Željko Tadić

Personal information
- Date of birth: 9 June 1974 (age 52)
- Place of birth: Nikšić, SR Montenegro, SFR Yugoslavia
- Height: 1.94 m (6 ft 4 in)
- Position: Goalkeeper

Senior career*
- Years: Team / Apps / (Gls)
- 1992–1994: Radnički Niš / 33 / (0)
- 1998–1999: Budućnost / 1 / (0)
- 1999–2000: Partizan / 0 / (0)
- 2001: XV de Piracicaba
- 2001: Londrina
- 2002: Bragantino
- 2003: Weinheim
- 2004: Uberaba / 1 / (0)
- 2004: Vasco / 7 / (0)
- 2006: Guarani-MG

= Željko Tadić =

Montenegrin footballer (born 1974)

Željko Tadić (born 9 June 1974) is a Montenegrin former professional footballer who played as a goalkeeper.

==Club career==
Tadić was born in Nikšić, Montenegro, and was one of the Yugoslav players who moved to Brazil in 2001, when Dejan Petković was in good form. He played with Petković in 2001, when they were part of Radnički Niš' squad. Tadić moved from Partizan to XV de Piracicaba in 2001. He then moved in the same year to Londrina. His name was misspelled as Tandic by the Brazilian press. He defended Bragantino in 2002 and German club Weinheim in 2003.
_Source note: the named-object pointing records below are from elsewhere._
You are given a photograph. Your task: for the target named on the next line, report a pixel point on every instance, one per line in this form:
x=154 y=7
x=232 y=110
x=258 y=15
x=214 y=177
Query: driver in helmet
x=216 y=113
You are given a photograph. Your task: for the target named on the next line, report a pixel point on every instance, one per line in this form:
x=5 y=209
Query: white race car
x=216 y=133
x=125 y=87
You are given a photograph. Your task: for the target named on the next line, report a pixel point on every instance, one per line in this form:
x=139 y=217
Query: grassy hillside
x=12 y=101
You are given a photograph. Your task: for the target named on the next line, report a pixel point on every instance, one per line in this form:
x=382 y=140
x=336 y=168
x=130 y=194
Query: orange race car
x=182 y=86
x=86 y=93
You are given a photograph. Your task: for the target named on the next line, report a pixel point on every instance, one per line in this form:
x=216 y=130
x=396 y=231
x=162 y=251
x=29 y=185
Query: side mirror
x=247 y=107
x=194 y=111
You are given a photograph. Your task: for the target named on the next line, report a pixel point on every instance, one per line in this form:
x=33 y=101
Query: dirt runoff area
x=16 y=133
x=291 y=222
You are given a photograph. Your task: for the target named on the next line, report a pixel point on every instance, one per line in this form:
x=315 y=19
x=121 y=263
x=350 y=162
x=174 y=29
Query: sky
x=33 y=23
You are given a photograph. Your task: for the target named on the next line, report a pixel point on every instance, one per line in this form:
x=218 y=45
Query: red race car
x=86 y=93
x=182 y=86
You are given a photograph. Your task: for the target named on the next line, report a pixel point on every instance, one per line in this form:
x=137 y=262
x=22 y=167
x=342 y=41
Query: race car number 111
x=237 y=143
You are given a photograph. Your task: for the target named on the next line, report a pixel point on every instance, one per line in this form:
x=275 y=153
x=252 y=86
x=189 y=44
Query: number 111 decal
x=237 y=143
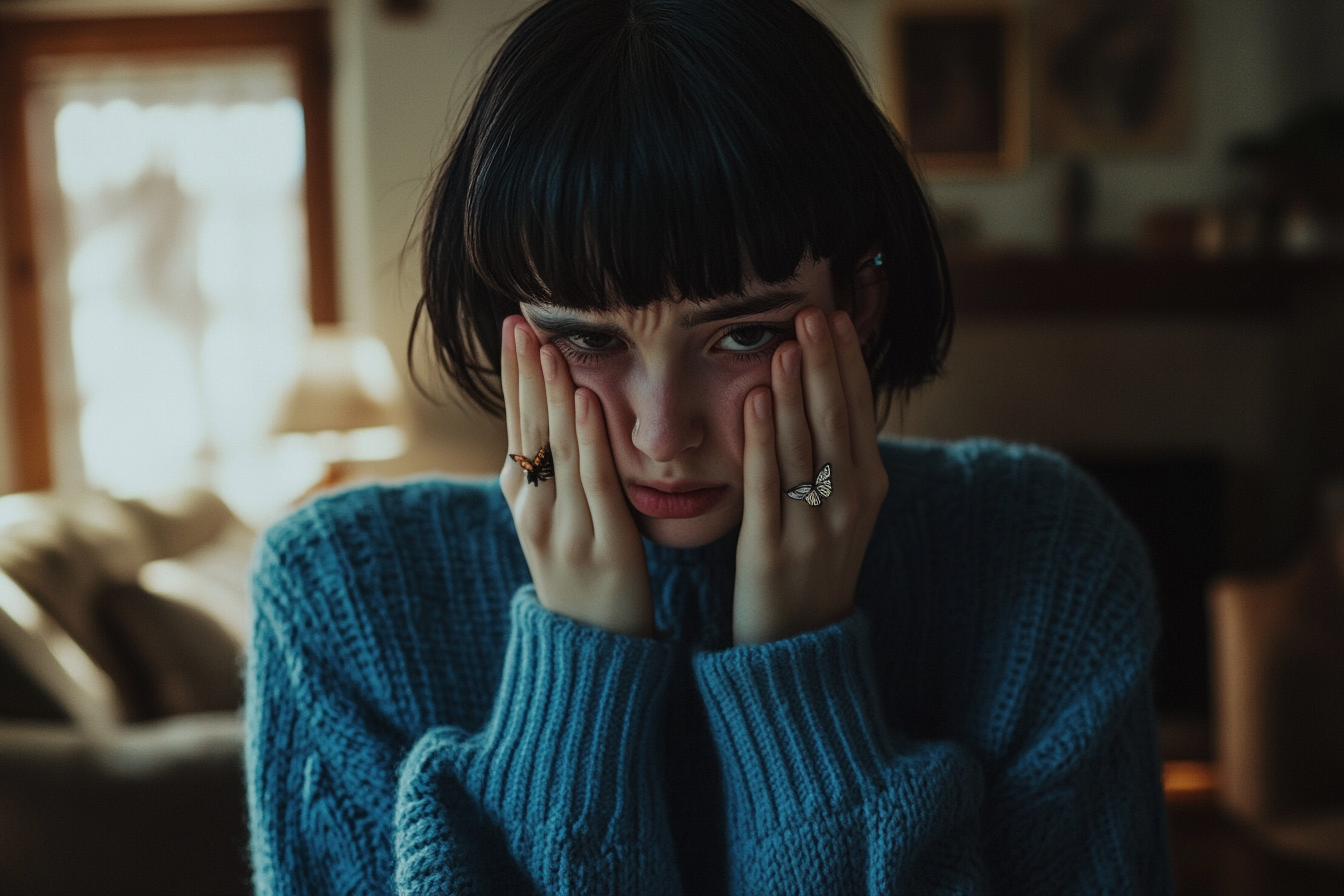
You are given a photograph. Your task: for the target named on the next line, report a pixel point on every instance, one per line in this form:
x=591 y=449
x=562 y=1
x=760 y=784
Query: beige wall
x=399 y=86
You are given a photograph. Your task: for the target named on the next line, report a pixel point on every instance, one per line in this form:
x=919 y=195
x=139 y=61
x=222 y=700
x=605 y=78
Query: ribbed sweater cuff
x=797 y=723
x=574 y=731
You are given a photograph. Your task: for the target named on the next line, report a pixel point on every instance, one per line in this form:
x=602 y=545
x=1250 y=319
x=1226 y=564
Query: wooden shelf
x=1031 y=285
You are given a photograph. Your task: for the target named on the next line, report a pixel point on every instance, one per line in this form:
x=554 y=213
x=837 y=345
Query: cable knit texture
x=418 y=723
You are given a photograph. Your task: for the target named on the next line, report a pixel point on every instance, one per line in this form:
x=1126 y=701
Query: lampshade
x=348 y=395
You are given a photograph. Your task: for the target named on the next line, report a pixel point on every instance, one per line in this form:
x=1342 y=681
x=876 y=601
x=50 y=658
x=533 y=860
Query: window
x=168 y=220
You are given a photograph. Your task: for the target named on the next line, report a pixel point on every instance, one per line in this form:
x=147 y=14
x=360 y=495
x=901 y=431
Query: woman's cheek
x=731 y=392
x=609 y=387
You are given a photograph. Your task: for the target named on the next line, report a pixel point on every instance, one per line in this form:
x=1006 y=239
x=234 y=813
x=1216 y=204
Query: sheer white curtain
x=174 y=242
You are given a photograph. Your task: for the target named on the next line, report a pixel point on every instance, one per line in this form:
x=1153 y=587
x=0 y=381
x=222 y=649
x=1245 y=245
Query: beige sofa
x=122 y=628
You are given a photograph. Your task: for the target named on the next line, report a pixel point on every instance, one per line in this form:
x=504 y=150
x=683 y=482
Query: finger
x=531 y=395
x=597 y=468
x=571 y=505
x=761 y=486
x=508 y=383
x=792 y=438
x=828 y=414
x=858 y=390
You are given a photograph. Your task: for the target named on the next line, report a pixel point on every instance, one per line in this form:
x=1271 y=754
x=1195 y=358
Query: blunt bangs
x=625 y=152
x=657 y=165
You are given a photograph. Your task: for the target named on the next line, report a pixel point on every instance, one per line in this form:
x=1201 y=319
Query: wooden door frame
x=301 y=34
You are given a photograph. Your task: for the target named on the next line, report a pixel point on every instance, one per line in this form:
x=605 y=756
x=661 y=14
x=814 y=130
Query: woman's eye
x=593 y=341
x=747 y=339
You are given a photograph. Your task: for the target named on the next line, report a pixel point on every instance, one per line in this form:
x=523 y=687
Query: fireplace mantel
x=1022 y=285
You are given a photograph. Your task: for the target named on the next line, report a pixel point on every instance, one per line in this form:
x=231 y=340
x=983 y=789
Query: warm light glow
x=187 y=274
x=1183 y=779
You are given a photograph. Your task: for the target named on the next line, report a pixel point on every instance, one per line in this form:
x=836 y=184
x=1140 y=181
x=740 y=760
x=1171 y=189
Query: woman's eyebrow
x=742 y=306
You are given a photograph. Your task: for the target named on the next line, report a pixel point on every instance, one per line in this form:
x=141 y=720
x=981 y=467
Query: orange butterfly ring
x=538 y=468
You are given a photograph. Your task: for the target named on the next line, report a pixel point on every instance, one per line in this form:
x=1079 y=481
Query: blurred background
x=208 y=273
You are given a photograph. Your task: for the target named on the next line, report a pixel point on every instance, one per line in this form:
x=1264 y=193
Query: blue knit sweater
x=981 y=723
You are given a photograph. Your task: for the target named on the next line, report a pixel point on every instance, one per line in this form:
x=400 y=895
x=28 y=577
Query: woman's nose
x=665 y=421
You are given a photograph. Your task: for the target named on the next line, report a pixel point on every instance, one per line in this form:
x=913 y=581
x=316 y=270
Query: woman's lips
x=675 y=501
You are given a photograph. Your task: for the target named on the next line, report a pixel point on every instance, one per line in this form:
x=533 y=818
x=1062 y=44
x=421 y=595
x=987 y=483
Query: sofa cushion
x=78 y=625
x=176 y=657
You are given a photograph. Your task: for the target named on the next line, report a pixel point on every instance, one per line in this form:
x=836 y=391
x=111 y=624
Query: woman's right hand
x=578 y=536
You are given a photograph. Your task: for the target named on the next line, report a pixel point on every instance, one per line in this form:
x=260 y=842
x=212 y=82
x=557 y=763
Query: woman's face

The goalkeeper left Uberaba and joined Vasco da Gama in 2004, after a suggestion by the club's main star Dejan Petković. His performance in the Rio de Janeiro club was poor, he played seven Série A games and conceded 14 goals. He later sued the club for failing to pay his wages.

After leaving Vasco, he joined Guarani of Divinópolis. He then retired and worked as Dejan Petković's agent.